Certain things in our world have a greater meaning for you than others. You have particular categories of persons in mind for whom you would like to provide assistance. There are certain topics that appear to make you angry or enthusiastic. Certain themes have always piqued your interest since you were a child. There are some things in this world that have a profound effect on you. You have some values that are most important to you. Do you ever share any of these details with your team? What is it that actually matters to you? What do you want to make a difference in the world with your life? Please respond to the following questions. It’s fine if you don’t know. Simply answer, “I don’t know,” and keep asking. Keep asking every day. You don’t need to know; all you have to do is keep asking. Here’s a simple activity to get you started: Consider having three words inscribed on your gravestone after you die. These three words represent the three ideals or notions that you have demonstrated through your life. Your life exemplified the true meaning of these three words in the world. What do those words mean to you? These are the places to start when it comes to what you genuinely care about.

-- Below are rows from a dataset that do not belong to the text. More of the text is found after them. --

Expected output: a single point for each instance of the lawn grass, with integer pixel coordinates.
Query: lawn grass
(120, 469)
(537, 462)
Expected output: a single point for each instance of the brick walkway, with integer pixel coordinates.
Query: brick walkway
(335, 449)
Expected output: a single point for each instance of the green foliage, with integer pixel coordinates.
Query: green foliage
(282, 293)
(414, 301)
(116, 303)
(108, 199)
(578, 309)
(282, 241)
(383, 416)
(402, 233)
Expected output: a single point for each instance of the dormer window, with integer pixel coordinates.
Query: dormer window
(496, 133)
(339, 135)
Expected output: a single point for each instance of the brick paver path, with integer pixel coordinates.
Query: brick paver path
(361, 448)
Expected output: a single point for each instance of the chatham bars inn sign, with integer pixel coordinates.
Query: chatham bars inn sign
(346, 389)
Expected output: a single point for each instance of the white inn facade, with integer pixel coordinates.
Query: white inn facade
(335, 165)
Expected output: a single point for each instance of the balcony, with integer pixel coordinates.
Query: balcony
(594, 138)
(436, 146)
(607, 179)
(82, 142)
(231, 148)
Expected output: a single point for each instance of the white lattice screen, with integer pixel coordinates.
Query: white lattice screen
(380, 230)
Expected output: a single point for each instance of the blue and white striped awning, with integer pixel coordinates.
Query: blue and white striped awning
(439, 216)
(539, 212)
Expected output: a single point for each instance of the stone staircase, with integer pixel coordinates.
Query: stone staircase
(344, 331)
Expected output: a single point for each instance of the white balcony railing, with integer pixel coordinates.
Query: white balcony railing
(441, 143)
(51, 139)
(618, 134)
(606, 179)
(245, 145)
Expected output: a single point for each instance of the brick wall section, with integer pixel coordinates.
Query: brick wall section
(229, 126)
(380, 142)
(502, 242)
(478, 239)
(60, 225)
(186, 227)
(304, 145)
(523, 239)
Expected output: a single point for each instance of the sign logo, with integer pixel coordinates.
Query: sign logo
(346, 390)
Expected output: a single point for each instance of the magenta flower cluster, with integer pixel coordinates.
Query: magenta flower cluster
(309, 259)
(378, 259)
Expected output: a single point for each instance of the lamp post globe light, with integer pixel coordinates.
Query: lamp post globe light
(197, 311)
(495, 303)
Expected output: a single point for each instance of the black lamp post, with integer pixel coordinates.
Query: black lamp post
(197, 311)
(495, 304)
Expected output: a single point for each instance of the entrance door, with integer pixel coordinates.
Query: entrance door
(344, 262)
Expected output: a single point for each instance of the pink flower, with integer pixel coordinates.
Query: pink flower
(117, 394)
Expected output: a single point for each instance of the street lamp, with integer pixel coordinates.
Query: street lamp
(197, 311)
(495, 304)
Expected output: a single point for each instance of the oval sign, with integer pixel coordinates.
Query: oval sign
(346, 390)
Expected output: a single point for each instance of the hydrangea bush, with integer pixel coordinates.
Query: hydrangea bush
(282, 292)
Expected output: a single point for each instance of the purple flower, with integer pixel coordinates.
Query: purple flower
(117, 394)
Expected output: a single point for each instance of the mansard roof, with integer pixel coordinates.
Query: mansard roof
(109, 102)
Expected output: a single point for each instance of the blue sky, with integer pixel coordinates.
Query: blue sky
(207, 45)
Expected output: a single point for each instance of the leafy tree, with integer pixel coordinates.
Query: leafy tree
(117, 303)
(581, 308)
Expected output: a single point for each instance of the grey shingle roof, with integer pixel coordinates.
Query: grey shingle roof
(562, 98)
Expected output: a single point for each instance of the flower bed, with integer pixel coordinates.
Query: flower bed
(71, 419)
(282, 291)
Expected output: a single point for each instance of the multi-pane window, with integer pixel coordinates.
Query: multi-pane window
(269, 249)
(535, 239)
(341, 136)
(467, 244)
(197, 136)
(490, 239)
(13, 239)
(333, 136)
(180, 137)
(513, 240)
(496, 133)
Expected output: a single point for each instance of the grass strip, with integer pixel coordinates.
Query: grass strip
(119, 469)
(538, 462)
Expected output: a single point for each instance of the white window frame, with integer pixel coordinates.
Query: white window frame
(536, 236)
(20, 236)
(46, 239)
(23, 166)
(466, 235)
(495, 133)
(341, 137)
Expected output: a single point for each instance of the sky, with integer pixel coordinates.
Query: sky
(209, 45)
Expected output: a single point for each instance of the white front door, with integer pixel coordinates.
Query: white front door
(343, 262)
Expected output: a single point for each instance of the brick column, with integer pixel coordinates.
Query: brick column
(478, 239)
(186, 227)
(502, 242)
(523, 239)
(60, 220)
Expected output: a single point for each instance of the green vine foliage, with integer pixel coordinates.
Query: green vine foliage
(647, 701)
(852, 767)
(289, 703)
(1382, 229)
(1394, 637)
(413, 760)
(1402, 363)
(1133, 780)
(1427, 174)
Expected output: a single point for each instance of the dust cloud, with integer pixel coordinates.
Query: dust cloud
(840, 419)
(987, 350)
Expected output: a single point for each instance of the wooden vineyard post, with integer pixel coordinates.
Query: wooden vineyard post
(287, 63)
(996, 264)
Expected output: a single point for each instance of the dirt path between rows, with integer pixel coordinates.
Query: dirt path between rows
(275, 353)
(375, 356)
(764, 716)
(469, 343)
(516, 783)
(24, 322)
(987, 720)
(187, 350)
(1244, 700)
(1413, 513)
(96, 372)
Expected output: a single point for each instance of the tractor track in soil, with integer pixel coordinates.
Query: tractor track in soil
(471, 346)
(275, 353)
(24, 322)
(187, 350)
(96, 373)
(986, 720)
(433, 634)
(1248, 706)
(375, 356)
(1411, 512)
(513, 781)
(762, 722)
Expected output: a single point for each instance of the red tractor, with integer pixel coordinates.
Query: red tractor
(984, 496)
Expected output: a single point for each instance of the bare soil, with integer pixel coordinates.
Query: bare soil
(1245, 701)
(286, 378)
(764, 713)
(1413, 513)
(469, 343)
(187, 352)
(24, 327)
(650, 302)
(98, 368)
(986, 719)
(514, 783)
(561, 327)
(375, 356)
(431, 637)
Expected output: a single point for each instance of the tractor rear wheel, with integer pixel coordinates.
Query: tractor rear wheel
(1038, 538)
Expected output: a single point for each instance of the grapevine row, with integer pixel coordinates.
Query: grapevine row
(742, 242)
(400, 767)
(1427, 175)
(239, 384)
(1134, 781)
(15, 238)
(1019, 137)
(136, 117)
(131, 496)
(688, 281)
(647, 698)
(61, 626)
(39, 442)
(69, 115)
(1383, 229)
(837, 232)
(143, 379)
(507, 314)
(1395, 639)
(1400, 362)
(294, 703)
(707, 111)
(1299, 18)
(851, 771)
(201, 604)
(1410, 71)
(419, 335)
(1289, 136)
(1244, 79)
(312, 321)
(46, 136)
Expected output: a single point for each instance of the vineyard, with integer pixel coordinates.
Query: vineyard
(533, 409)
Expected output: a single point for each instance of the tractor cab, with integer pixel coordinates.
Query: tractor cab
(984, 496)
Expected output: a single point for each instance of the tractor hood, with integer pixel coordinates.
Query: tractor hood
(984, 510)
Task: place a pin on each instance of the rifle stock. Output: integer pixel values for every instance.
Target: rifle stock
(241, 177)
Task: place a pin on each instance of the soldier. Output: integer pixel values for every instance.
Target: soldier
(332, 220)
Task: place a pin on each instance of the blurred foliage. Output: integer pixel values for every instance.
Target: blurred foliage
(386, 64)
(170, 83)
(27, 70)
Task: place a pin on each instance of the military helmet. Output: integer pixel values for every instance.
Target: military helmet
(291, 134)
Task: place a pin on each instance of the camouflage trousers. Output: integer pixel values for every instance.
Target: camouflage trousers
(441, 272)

Are you genuinely putting these skills to work as a team leader? Share your answers with your team once you’ve figured out the answers to any of the above questions. Connect your work and your role as a leader to your larger mission, as best you understand it at the time. Invite your team members to speak about their larger goals. We’re always curious in what people are passionate about. We like following people that help us understand, articulate, and strive for the things that are most important to us in the world. We like following those who help us find significance in our lives.


When you recognise that your job obligations aren’t about strategy, tasks, projects, or execution, you’ve become a leader. When you recognise that your first obligation is to the people, you have become a leader. Leadership entails taking such good care of people that they take better care of everything else than they could without you. With greater trust, play, power, love, truth, intuition, and purpose, “better” implies. That’s why they’re so interested in you.